Kuruma bağlı olmayan ancak ahlaki olarak ciddi bir suç kapsamına girecek hırsızlık da yapmayacak olan pek çok çalışanın ise işyerinden ufak tefek şeyler "yürüterek" küçük intikamlar aldıklarını ve kendilerini hoş tuttuklarını anlatan Burcu Çanacık, bu durumun ise çalışanların hayal kırıklığı yaşadığı durumlarda ortaya çıktığını belirtiyor ve ekliyor:
"Örneğin, çalışan kendisine verilen maaşı yetersiz bulan bir çalışan, yol avansının tamamını harcaması gerekmemiş olsa bile fatura üzerinde harcamış göstererek 3-5 lira da olsa hırsızlık yapabiliyor. Tek başına kuruma hiçbir zararı olmayan bu davranış, kurum genelinde pek çok çalışan tarafından yapıldığında ciddi zararlara yol açabiliyor."
Tüm bunların yanı sıra irili ufaklı maddi hırsızlıkların dışında, pek çok çalışanın, özelikle kuruma bağlılığı düşük çalışanların çaldığı ve takibi çok zor olan, çok değerli bir şeyin varlığından söz eden Çanacık, en değerli 'hırsızlık'lardan biri olarak 'zaman hırsızlığı'nı gösteriyor. İşyerinde motivasyonları ve bağlılıkları düşük olduğu için pek çok çalışanın, internette veya benzeri iş dışı konularla vakit harcayarak daha verimsiz çalıştığını söyleyen Çanacık, bunu kuruma verilebilecek en büyük zarar olarak gösteriyor.
Neler yapılabilir?
İşyerinde yaşanan "hırsızlık"lara karşılık önlem almanın yollarını gösteren Burcu Çanacık, kurumlara tavsiyelerde bulundu. Büyük hırsızlıkların takibi için şirketlerin kontrol mekanizmaları geliştirmesini öneren Çanacık, bu mekanizmaları özellikle üst düzey için yoğunlaştırmak gerektiğini vurguladı.
Yapılan bir araştırmadan örnek veren Burcu Çanacık, çalışanlar ne kadar üst düzey ise, çaldıklarında da maddi kayıpların o denli zarar verici olduğunu söylüyor ve şöyle devam ediyor: "Küçük hırsızlıkları kontrol etmek zordur.

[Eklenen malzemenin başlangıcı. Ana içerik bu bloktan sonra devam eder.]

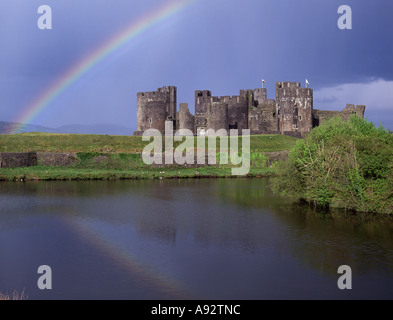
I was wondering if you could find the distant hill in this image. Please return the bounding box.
[0,121,60,134]
[0,121,134,136]
[56,124,134,136]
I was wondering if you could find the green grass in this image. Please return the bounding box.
[0,166,274,181]
[0,133,297,153]
[0,133,297,181]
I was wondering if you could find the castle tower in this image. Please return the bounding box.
[219,90,249,134]
[276,82,313,137]
[176,103,195,135]
[207,101,229,131]
[194,90,218,135]
[134,86,177,135]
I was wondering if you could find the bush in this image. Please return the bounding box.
[272,117,393,214]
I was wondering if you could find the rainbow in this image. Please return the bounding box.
[8,0,197,134]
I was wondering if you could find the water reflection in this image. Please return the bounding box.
[0,179,393,299]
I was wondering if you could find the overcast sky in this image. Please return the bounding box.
[0,0,393,130]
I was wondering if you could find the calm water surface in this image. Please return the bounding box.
[0,179,393,299]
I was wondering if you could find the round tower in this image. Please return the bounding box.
[276,82,313,137]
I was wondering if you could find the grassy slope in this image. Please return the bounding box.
[0,133,297,180]
[0,133,297,153]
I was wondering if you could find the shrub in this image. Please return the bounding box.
[272,117,393,213]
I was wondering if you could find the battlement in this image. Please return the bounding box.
[137,86,177,100]
[195,90,212,98]
[218,96,247,104]
[276,81,300,89]
[137,81,366,137]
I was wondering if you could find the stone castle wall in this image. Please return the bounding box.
[134,82,365,138]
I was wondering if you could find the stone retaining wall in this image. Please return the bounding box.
[0,152,37,168]
[37,152,78,167]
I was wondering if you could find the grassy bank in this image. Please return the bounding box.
[0,166,274,181]
[0,133,297,153]
[0,133,297,181]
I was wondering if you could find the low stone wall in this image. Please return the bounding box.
[37,152,78,167]
[0,152,37,168]
[263,151,289,167]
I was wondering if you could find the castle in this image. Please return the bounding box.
[134,82,366,138]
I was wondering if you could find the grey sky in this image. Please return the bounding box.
[0,0,393,129]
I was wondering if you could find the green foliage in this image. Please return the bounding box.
[272,117,393,214]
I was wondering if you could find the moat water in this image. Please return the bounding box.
[0,179,393,299]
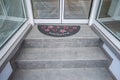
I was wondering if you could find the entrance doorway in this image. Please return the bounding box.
[32,0,92,23]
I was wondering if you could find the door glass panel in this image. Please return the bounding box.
[64,0,92,19]
[97,0,120,40]
[32,0,60,19]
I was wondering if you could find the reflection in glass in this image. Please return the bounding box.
[64,0,92,19]
[0,0,26,48]
[97,0,120,40]
[32,0,60,19]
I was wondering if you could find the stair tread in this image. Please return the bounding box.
[12,68,113,80]
[17,47,108,61]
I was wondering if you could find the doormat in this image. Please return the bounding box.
[38,25,80,37]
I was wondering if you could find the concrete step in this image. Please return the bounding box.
[23,38,100,48]
[12,68,113,80]
[23,25,101,48]
[16,47,111,69]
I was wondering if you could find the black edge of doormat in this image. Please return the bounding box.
[38,25,80,37]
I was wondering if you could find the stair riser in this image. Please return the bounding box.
[23,39,100,48]
[17,60,110,69]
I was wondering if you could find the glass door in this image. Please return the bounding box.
[62,0,92,23]
[32,0,92,23]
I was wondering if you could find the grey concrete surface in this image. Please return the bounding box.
[12,68,113,80]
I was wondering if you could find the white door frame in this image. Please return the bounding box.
[62,0,89,24]
[34,0,62,24]
[34,0,89,24]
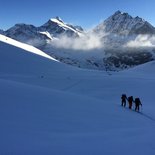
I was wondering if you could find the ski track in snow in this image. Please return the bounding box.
[0,35,155,155]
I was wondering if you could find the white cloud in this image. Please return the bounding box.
[52,33,103,50]
[126,35,155,48]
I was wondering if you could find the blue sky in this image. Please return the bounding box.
[0,0,155,30]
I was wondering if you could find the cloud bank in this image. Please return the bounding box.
[126,35,155,48]
[52,33,103,51]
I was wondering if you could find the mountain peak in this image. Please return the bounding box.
[114,10,122,15]
[50,16,64,23]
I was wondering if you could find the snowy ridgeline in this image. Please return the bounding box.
[0,36,155,155]
[0,11,155,71]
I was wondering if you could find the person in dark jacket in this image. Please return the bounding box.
[135,97,142,111]
[121,94,127,107]
[128,96,133,109]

Bu nedenle çalışanların bağlılığını artırmak, pek çok konuda faydalı olacağı gibi, bir çalışan için küçük ancak kurum genelinde kümülatif zarar getiren ufak tefek hırsızlıklar için de önleyici olacaktır.
Verim artışı gerek
Zaman hırsızlığını da aynı şekilde, çalışan bağlılığını artırarak önleyebiliriz. İnternet konusunda kısıtlama getirmek artık pek de işe yaramıyor. Çalışanlar kurum tarafından engellenmiş sitelere farklı aracı web siteleri üzerinden ulaşabiliyorlar. Ayrıca, internet dışında da pek çok zaman hırsızı mevcut: Uzun ve sık kahve molaları, motivasyon düşüklüğü nedeniyle işin yapılması gerekenden yavaş yapılması vb. Bu nedenle geçici çözümlerden ziyade kalıcı verim artışı istiyorsanız, çalışanlarınızın işlerinden, iş ortamlarından, ilk amirlerinden memnuniyetini artırmak ve kuruma bağlılıklarını sağlamak ilk atacağınız adım olmalıdır."